Investigative Report Examines Antibiotic Use in Food Animal Production
Oct 16, 2014
Trouble with Antibiotics, a recent PBS Frontline investigation outlining the growing crisis of antimicrobial resistance in the U.S. shed light on the role of the animal agriculture industry in facilitating the growth of antibiotic-resistant bacteria. Researchers at the Johns Hopkins Center for a Livable Future (CLF) have long studied the connection and suggest the body of scientific literature linking the continued misuse of antibiotics in food animal production to antimicrobial resistance warrants swift action by government agencies to protect public health. The report featured the latest scientific evidence, as well as arguments from industry leaders and government officials.
“The `head in the sand’ response from industry representatives, in response to the growing evidence that non-therapeutic antibiotic use in animals is contributing to the growing problem of antibiotic-resistant infections in humans, and their denial of the long-lasting role they have played in pressuring Congress and the FDA to not pass any meaningful regulations, is troubling,” says Bob Martin, director of the Food System Policy program at CLF. “Industry leaders in the report say that the scientific evidence is weak, pointing out that scientists haven’t done on-site manure testing, but most industrial agricultural operations deny researchers access to their fields and facilities, thus making it nearly impossible to do such testing. Despite the growing spread of antibiotic resistance, the industry continues to promote a business model that threatens public health for short-term profit.”

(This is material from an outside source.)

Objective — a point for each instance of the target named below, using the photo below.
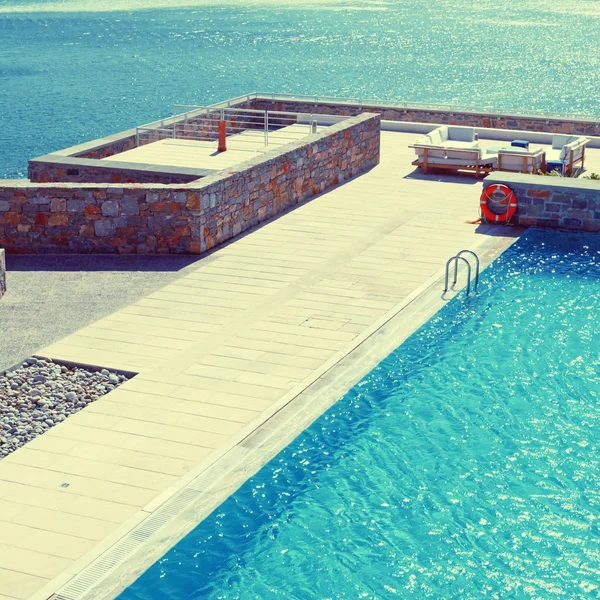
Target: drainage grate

“Despite what industry officials suggest, the science linking antibiotic resistance with the continued misuse of antibiotics in food animal production is strong,” said Keeve Nachman, PhD, director of the Food Production and Public Health program at CLF. “Antimicrobial resistance poses a significant threat to public health and compromises our ability to safely treat common infections. It’s time for the government to take meaningful action to address these issues before it’s too late.